Maybe because she used to be an assassin herself, Huon thought; he wasn’t sorry that she had been ready, though. That would have been a disaster for our cause, to lose the commanders in the County Palatine just as the invaders came west.

Lioncel went on: “I shot one of them with my crossbow then, in the apartments my lady was using, and I had to give him the mercy-stroke. And…I think since, during the fighting, but I’m not sure. But that’s not…so close, mostly. You shoot, or someone comes out of the dust, and you hit or dodge and you don’t see him again. Usually I’m behind my lady d’Ath, of course, and the senior squires, well behind.”

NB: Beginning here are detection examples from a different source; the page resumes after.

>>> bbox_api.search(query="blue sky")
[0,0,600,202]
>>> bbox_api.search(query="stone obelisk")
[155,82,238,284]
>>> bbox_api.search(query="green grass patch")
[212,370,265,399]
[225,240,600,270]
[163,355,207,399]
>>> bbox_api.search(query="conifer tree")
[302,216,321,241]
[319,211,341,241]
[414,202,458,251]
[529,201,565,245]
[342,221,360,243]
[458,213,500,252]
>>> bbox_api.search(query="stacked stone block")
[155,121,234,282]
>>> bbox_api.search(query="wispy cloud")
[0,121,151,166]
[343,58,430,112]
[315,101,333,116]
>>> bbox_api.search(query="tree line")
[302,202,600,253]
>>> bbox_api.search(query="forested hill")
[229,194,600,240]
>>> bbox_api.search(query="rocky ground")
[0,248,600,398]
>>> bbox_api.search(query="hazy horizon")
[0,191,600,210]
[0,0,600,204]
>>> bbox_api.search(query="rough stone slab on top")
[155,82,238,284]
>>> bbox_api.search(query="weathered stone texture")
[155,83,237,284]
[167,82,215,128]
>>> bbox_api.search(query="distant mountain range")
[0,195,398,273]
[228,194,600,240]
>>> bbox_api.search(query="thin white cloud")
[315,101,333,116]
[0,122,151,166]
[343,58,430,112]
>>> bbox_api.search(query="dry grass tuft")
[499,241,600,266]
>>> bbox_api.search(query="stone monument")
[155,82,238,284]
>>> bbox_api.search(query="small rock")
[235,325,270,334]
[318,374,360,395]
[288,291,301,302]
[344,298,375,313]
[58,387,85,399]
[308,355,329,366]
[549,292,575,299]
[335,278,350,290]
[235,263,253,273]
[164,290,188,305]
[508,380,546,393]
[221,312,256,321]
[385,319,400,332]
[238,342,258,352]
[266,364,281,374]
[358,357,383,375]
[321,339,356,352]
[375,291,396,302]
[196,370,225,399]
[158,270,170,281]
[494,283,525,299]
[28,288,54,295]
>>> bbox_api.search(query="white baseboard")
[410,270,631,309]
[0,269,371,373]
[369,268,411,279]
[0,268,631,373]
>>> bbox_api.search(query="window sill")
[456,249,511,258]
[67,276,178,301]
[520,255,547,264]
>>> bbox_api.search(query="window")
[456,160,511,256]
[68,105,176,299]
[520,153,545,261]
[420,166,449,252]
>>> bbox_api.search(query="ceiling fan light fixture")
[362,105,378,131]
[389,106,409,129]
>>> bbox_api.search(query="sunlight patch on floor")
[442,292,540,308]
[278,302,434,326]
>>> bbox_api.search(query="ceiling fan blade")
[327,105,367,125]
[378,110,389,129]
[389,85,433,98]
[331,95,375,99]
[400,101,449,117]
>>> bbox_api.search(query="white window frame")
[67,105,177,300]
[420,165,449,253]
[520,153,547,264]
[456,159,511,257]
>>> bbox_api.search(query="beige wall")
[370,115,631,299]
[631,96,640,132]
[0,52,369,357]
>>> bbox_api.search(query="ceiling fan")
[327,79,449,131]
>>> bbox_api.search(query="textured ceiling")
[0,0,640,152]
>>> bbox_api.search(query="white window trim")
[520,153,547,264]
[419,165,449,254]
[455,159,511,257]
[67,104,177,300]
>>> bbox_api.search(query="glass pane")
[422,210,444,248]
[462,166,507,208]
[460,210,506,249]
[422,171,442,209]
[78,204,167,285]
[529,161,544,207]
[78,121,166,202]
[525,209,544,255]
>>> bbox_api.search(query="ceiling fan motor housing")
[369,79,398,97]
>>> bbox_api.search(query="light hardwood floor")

They were out of the mountains again, well into the settled lands around Goldendale. Huon took off his helmet, relishing the breeze through his sweat-damp hair, a feeling of lightness and release. A swale at the base of a low rise had been closed off by earth banks, and a spring kept it filled with water that lay mirror-still, reflecting the blue sky and puffy white clouds above. Willows surrounded it, and reeds grew in the edges; to the east was a long narrow strip of apple orchard along the irrigation furrow that kept it alive, with some of the fruit still glowing red among the faded green of the leaves.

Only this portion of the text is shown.